Da cattolico inglese la “battaglia” che Greene condusse fu essenzialmente per la libertà, rivendicando tale libertà innanzitutto rispetto alla sua stessa condizione di credente, categoria per lui inesistente dal punto di vista letterario, gli scrittori cattolici infatti non esistono, ci sono solo “romanzieri che sono anche cattolici”, come scrive nei Saggi Cattolici: «Io appartengo ad un “gruppo”, la Chiesa cattolica, un fatto del quale, come scrittore, potrebbero derivarmi gravissimi problemi: invece non li ho, appunto perché posso essere sleale».

È proprio questa slealtà (caratteristica dei protagonisti di molti suoi romanzi) che lo porta ad affermare paradossalmente che la letteratura non ha niente a che fare con l’edificazione spirituale: «Con ciò non voglio affermare che la letteratura sia amorale, ma che ha una sua morale propria». Ed è sempre il gusto del paradosso che spinge Greene a porre, in apertura del romanzo Il nocciolo della questione, quasi programmaticamente, il seguente verso di Péguy: «Al cuore stesso della cristianità nessuno è così competente come il peccatore in materia di cristianità. Nessuno se non il santo». Sempre ne Il nocciolo della questione, Greene parla per bocca del suo protagonista e afferma: «Qui nessuno avrebbe mai potuto parlare di un paradiso in terra: il cielo rimaneva rigidamente al proprio posto al di là della morte, e al di qua prosperavano le ingiustizie, le crudeltà, le grettezze che altrove la gente riusciva abilmente a mascherare. Qui si potevano amare le creature umane quasi come le ama Dio stesso, conoscendo il peggio di loro».
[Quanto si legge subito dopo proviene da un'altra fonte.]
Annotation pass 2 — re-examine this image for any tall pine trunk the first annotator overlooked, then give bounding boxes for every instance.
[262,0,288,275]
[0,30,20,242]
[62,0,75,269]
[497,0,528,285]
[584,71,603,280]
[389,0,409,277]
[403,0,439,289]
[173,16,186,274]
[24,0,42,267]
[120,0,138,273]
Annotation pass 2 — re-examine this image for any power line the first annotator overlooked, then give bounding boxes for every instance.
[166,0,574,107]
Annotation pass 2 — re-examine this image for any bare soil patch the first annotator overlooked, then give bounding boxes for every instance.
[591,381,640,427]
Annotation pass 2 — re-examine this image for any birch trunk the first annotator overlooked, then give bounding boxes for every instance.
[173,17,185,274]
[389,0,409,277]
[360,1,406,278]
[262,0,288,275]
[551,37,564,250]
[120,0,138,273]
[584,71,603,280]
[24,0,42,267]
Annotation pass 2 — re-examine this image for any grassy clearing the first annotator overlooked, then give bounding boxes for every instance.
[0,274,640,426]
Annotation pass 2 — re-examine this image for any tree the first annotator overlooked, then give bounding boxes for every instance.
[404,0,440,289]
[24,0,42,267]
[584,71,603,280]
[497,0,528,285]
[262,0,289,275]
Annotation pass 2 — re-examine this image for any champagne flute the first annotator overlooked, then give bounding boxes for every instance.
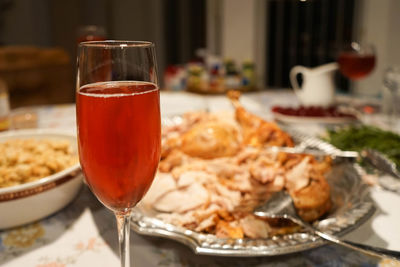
[76,41,161,267]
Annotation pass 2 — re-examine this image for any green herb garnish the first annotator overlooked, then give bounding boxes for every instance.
[326,125,400,167]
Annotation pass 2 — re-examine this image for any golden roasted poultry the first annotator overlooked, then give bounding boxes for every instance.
[142,92,331,241]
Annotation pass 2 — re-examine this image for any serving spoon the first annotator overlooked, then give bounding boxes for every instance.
[254,191,400,262]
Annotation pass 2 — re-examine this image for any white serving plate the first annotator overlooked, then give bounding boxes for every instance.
[0,129,83,229]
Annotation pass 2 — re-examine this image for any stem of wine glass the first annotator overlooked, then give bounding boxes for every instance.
[390,90,397,128]
[115,212,131,267]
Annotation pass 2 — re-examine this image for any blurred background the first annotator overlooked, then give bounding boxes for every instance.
[0,0,400,108]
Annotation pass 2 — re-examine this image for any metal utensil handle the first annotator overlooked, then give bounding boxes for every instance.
[292,218,400,261]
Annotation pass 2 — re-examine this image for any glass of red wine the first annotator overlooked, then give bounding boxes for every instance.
[337,42,376,81]
[76,41,161,267]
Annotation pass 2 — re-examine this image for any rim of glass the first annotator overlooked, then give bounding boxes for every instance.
[79,40,154,48]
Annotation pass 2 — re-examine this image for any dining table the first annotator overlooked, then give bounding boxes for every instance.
[0,89,400,267]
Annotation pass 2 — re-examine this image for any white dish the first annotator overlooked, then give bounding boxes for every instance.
[0,129,83,229]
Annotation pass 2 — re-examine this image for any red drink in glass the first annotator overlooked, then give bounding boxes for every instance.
[77,81,161,211]
[338,52,375,80]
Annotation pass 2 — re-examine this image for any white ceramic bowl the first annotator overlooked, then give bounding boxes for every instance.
[0,129,83,229]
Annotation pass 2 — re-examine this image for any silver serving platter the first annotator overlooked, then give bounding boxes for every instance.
[131,116,375,257]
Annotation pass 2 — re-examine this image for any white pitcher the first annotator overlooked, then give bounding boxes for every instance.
[290,63,338,107]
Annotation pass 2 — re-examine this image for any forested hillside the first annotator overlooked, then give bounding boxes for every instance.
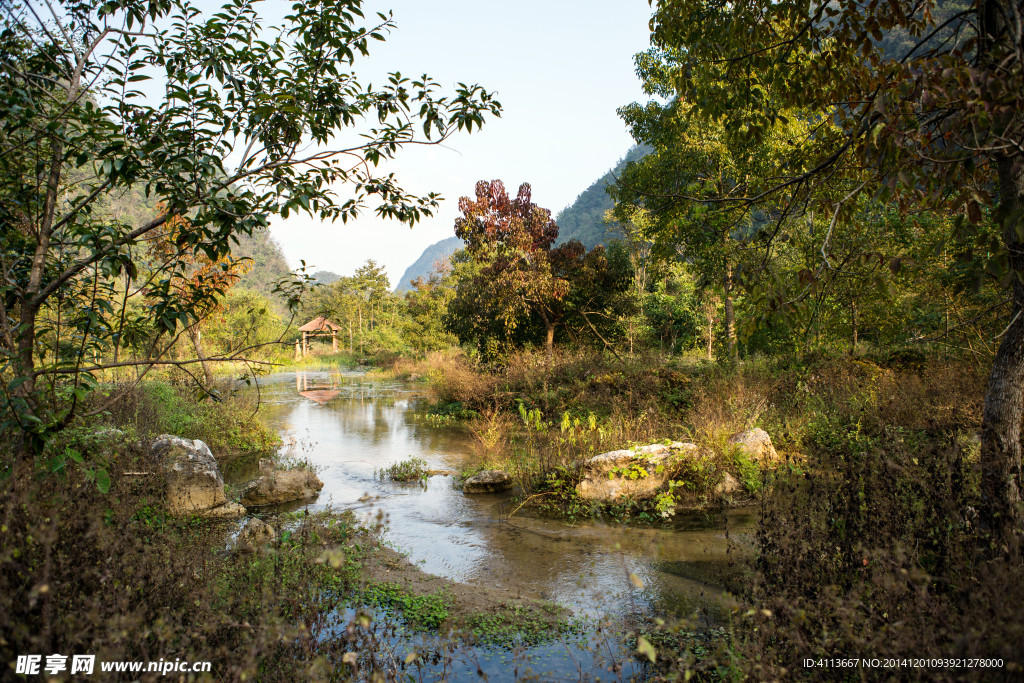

Secondo Charles Moeller, autore di una monumentale opera in cinque volumi su Cristianesimo e Letteratura, l’intera opera di Greene è una glossa alla sentenza evangelica “non giudicare”. La sua è una letteratura radicata nel cristianesimo ma nella “versione inglese”, amante cioè dell’umorismo e del paradosso, una letteratura dove la presenza della Grazia scaturisce da forti contrasti. In realtà Greene descrive il peccato, l’inferno. È la visione messa in luce molto chiaramente da Flannery O’Connor, acuta lettrice di Greene, quando scrive: «La narrativa riguarda tutto ciò che è umano e noi siamo polvere, dunque se disdegnate di impolverarvi, non dovreste tentare di scrivere narrativa»; la stessa O’Connor che amava ricordare che il compito del narratore è descrivere l’opera della Grazia in un territorio per lo più occupato dal diavolo, un perfetto riassunto de Il potere e la gloria.